NHL sides to review new CBA proposal by phone: reports

The two sides in the NHL labour dispute are planning to discuss a new offer from the league by phone on Saturday afternoon, multiple reports say. And if all goes well, they could get together by the end of the weekend for the first face-to-face meetings since Dec. 13.

League offer would change term limits, bring back make-whole provision

NHL commissioner Gary Bettman, left, and the league delivered a comprehensive new CBA proposal to NHLPA executive director Donald Fehr and the players' union. (Associated Press)

The two sides in the NHL labour dispute are planning to discuss a new offer from the league by phone on Saturday afternoon, multiple reports say.

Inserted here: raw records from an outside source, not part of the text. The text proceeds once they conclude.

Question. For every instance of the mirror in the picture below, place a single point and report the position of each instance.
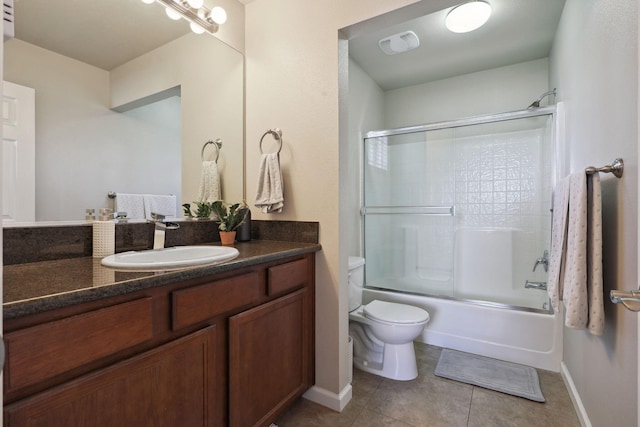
(125, 100)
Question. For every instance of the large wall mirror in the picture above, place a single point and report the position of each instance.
(125, 100)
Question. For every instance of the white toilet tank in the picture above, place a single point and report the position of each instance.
(356, 281)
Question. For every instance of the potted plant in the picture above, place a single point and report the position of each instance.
(230, 217)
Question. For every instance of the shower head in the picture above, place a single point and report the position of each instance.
(536, 103)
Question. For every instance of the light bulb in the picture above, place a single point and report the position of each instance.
(468, 16)
(196, 4)
(196, 28)
(172, 14)
(218, 15)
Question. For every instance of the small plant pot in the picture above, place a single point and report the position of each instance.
(227, 238)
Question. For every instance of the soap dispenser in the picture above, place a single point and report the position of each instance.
(244, 232)
(104, 234)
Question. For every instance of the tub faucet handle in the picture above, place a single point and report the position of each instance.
(544, 260)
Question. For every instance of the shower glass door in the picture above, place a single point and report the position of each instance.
(460, 210)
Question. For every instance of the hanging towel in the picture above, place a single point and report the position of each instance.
(132, 204)
(575, 271)
(209, 190)
(161, 204)
(269, 196)
(595, 286)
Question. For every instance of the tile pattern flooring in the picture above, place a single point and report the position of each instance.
(433, 401)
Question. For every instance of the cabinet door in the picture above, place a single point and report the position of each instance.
(269, 361)
(172, 385)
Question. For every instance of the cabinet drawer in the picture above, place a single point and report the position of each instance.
(286, 277)
(204, 302)
(44, 351)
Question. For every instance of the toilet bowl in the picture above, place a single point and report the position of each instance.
(382, 332)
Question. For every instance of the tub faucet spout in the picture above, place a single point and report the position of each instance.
(544, 260)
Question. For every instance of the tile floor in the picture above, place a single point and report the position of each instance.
(433, 401)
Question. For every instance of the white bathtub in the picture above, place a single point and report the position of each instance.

And if all goes well, they could get together by the end of the weekend — tentatively in New York, according to The Associated Press — for the first face-to-face meetings since Dec. 13 with hopes of putting together a new collective bargaining agreement and avoiding a cancellation of the season.

These breakthroughs come after the league presented a comprehensive proposal to the players' union on Thursday night and the NHLPA held its own meetings by conference call with the executive board and negotiating committee on Friday afternoon.

"This is going to be an interesting weekend," a player, who wished to remain anonymous, told CBC Sports.

Owners, facing mounting pressure to avoid a second cancelled season in eight years, made the new offer to the players on Thursday night.

Bill Daly, the league’s deputy commissioner, confirmed the offer had been delivered, but would offer no insight.

"We are not prepared to discuss the details of our proposal at this time," he said in a statement. "We are hopeful that once the union's staff and negotiating committee have had an opportunity to thoroughly review and consider our new proposal, they will share it with the players. We want to be back on the ice as soon as possible."

Elliotte Friedman of CBC's Hockey Night in Canada says the new proposal includes changes to term limits of the deal, with a previously withdrawn $300-million US make-whole provision on contracts back on the table.

There would also be one compliance contract buyout — that would help players transition from the previous system where they received 57 per cent of revenue to one that pays them 50 per cent — per team that does count against the players’ overall share in revenue, but does not count against the salary cap.

In addition, sources say the length of the new CBA would still be 10 years, as the league preferred, with a mutual buyout at eight.

The Canadian Press reports the league’s offer calls for player contract limits of six years. The owners had originally wanted five. However, teams would be able to re-sign their own players for seven years.

Friedman also confirms that within the league's offer, a 48-game season has to start no later than Jan. 19. There are reports that the NHL wants a deal in place by Jan. 5, allowing for a week of legal paperwork to be completed in order to open training camps on Jan. 12. By this scenario, there would be six days of camps before the season begins.

However, a source told The Canadian Press that the deal is contingent on the NHLPA signing off on a new CBA by Jan. 11.

Coach's Corner commentator Don Cherry believes the NHL's offer is a good step forward.

"Nice move by the NHL. They came back and bent a little with the $300 million back on. Moving to 6 year [contract] signing instead of the 5," Cherry tweeted.

"They were the first to say lets negotiate. Fehr will likely come back with an 8 year deal and settle on 7. He will not go for the 10 years."

Hundreds of games cancelled

Friday is Day 104 of the NHL lockout. All games through Jan. 14 have already been cancelled.

So far, 625 contests – more than 50 per cent of the schedule – have been wiped out, along with the Winter Classic featuring the Red Wings and the Toronto Maple Leafs in Detroit on New Year's Day, and the all-star game at Columbus, Ohio.

Most of the recent action in the lockout has been pointed toward the courts, after the players gave their blessing to filing a disclaimer of interest that would dissolve the union.

CBC Sports columnist Tim Wharnsby said this would open the door for the National Hockey League Players' Association to file antitrust suits against the league.

NHL lawyers were also busy, launching a class-action suit in Federal Court, and an unfair labour practice complaint with the U.S. Labour Relations Board.

The threat of antitrust lawsuits set the groundwork for deals in the National Football League and National Basketball Association last year.